Each Friday throughout June and July, a different Kansas State University college, department or unit led a day-long activity for hundreds of middle school and high school students in KCKCC's Kids on Campus summer program. Activities covered food safety, community gardening, healthy eating, parasites found in pets, pollinators, careers in animal science, landscape architecture and hospitality, and more. Students also visited the Manhattan campus, toured iconic lodging destinations in Greater Kansas City and explored downtown Kansas City, Missouri, where they learned about some of the metro area's historic architecture and monuments.
"Employers, several of whom are university alumni, gave students behind-the-scenes look at how their business operated and talked to the students about the skills needed in that career field," said Laura Loyacono, director of community and education engagement at K-State Olathe, who specializes in engaging K-12 students in STEM programs and oversaw the summer activities. "We were excited to include employers in this series because it personalized the visits and got the kids thinking more long-term about their future."
Each K-State Friday activity consisted of 250-325 students in grades five through 12 from USD 500 — Kansas City, Kansas, Public Schools. Sixty percent of the students were Hispanic while 35 percent were African American and 5 percent were Caucasian.

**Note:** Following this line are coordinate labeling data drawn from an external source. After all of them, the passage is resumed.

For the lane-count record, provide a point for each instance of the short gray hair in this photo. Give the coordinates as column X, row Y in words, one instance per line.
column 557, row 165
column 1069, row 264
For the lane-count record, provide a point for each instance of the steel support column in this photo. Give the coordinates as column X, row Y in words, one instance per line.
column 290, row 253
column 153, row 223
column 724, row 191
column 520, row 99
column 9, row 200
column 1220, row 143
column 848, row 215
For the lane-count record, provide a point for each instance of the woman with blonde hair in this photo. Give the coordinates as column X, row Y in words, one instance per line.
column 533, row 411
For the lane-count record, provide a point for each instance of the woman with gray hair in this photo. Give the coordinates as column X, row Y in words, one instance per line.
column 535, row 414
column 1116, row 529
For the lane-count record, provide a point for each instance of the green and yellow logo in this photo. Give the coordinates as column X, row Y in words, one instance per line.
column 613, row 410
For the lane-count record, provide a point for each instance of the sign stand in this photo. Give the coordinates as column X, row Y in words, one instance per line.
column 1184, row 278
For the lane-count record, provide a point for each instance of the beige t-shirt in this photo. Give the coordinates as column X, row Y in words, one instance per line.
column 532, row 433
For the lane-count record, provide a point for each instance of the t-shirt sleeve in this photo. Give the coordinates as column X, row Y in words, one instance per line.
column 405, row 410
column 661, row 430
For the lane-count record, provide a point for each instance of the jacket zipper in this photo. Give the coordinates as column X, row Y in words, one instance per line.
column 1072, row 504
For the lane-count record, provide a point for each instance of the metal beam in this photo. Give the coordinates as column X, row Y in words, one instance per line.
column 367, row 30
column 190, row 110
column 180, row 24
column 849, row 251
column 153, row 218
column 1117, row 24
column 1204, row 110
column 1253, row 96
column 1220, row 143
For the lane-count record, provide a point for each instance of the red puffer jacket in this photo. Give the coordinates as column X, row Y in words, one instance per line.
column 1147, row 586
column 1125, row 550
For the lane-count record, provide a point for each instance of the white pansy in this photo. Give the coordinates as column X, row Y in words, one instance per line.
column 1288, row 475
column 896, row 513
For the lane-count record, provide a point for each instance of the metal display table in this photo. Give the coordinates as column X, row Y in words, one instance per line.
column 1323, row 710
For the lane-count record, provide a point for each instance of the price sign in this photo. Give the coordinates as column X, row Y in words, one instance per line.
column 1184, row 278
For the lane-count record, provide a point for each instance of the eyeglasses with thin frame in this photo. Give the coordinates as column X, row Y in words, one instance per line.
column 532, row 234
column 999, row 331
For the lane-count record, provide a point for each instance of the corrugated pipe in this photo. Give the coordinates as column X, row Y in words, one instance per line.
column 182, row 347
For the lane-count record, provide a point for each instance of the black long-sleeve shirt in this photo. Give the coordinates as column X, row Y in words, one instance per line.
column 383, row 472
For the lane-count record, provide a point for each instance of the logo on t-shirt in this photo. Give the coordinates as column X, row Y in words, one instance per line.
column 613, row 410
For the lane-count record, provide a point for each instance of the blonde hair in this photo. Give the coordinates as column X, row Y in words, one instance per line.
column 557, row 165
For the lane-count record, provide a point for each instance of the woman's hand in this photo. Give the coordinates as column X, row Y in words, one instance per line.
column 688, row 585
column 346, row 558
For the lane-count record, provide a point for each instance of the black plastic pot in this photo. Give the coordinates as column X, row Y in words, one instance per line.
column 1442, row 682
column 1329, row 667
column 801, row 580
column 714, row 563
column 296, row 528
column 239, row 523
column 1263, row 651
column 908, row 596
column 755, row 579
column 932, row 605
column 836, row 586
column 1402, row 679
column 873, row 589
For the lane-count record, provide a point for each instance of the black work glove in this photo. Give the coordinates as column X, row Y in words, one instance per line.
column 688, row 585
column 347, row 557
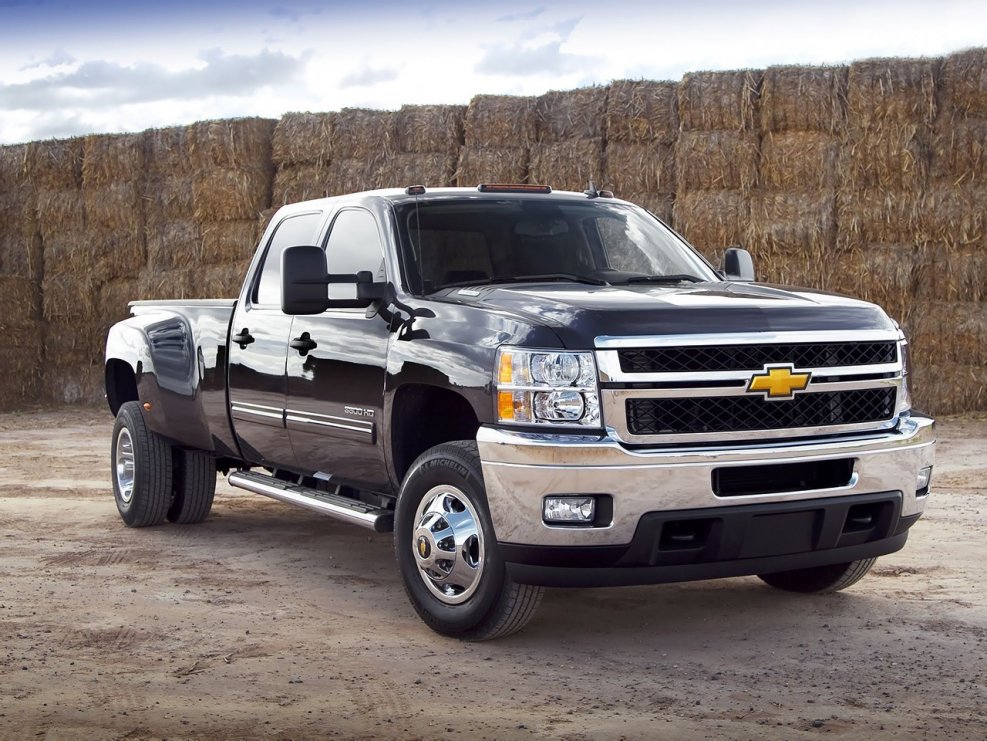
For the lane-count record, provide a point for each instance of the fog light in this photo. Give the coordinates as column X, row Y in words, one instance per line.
column 569, row 509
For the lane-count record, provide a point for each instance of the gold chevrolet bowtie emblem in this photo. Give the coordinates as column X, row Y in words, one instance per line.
column 778, row 382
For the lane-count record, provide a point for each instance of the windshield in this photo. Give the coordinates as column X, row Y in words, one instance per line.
column 476, row 241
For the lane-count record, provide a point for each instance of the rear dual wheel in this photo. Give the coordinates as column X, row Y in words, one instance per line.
column 152, row 481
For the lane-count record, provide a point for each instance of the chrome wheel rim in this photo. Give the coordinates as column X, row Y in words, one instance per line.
column 124, row 465
column 447, row 543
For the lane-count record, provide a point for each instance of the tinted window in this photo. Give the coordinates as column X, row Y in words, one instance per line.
column 354, row 245
column 293, row 231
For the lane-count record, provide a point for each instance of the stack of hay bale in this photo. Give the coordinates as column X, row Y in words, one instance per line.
column 499, row 132
column 884, row 219
column 115, row 249
column 793, row 210
column 70, row 286
column 362, row 140
column 642, row 125
column 302, row 153
column 426, row 146
column 172, row 234
column 949, row 331
column 569, row 132
column 232, row 175
column 21, row 269
column 716, row 158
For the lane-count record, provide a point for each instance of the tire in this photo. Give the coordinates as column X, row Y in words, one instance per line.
column 194, row 487
column 819, row 579
column 141, row 469
column 442, row 509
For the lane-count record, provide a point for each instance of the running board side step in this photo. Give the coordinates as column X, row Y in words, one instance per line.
column 343, row 508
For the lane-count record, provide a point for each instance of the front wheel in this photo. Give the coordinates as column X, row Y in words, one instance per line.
column 819, row 579
column 142, row 469
column 447, row 552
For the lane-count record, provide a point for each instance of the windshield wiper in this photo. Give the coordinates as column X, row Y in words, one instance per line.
column 677, row 278
column 568, row 277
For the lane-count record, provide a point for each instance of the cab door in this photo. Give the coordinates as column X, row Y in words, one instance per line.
column 258, row 347
column 336, row 367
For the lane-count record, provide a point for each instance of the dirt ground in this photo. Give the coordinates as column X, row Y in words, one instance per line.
column 268, row 621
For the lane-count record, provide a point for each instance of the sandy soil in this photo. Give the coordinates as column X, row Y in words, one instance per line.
column 268, row 621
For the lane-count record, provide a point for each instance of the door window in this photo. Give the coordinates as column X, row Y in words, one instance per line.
column 354, row 245
column 297, row 230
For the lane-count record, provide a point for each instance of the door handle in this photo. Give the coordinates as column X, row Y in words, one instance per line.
column 243, row 339
column 303, row 344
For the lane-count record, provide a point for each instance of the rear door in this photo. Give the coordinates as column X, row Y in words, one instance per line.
column 258, row 348
column 336, row 369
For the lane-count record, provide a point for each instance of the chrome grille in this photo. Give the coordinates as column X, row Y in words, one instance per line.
column 711, row 414
column 755, row 357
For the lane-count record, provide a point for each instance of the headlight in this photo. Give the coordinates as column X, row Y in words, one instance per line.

Kansas State University units that led activities were the Office of Diversity; Colleges of Veterinary Medicine, Engineering and Architecture, Planning & Design; K-State Research and Extension; New Student Services; Department of Hospitality Management department; and K-State's Olathe campus and affiliated extension agents.
During the summers, K-State's Olathe campus also hosted two camps for middle school students designed to introduce students to the university's STEM programs, particularly animal science and food science and safety. Nearly 35 students attended the camps, which ran each morning for a week.
In planning the camps, organizers used expertise of Manhattan-based faculty as well as faculty at K-State Olathe's campus to provide an age-appropriate curriculum that supported the state math and science guidelines. Faculty and others delivered engaging, hands-on activities for students, which included field trips, preparing a full meal using fresh ingredients, making pet treats with graduate students from the IGP Institute and more. At the end of each camp, students presented their work to friends, families and invited guests.
In an effort to maximize reach, Kansas State University and the University of Kansas' Edwards Campus worked together to market the camps and to provide scholarships for students who may not have been able to afford the camp registration fee. Shawnee Mission and Olathe school districts helped the universities identify first-generation students who demonstrated an interest in science for the scholarships, naming them Summer STEM Scholars.
Kansas State University is following up with the parents of STEM Scholars to determine how to promote a college-going culture in the household and what additional opportunities are available to the students in middle school and throughout high school, Loyacono said. They also are working with schools to guide students to additional opportunities in middle school and throughout high school.
Kansas State University offered a free ACT prep workshop for all high school participants in Kids on Campus. Current students and recent alumni provided support and mentorship to students at the workshop. Similarly, middle and high school students attended a mini college and career fair at the American Royal Complex that helped first-generation students and their families navigate the complexities of enrolling at a higher education institution.
Most recently, STEM Scholars and their families attended an event at K-State Olathe that provided information about how to best prepare for college and careers. Information and materials were provided in both English and Spanish.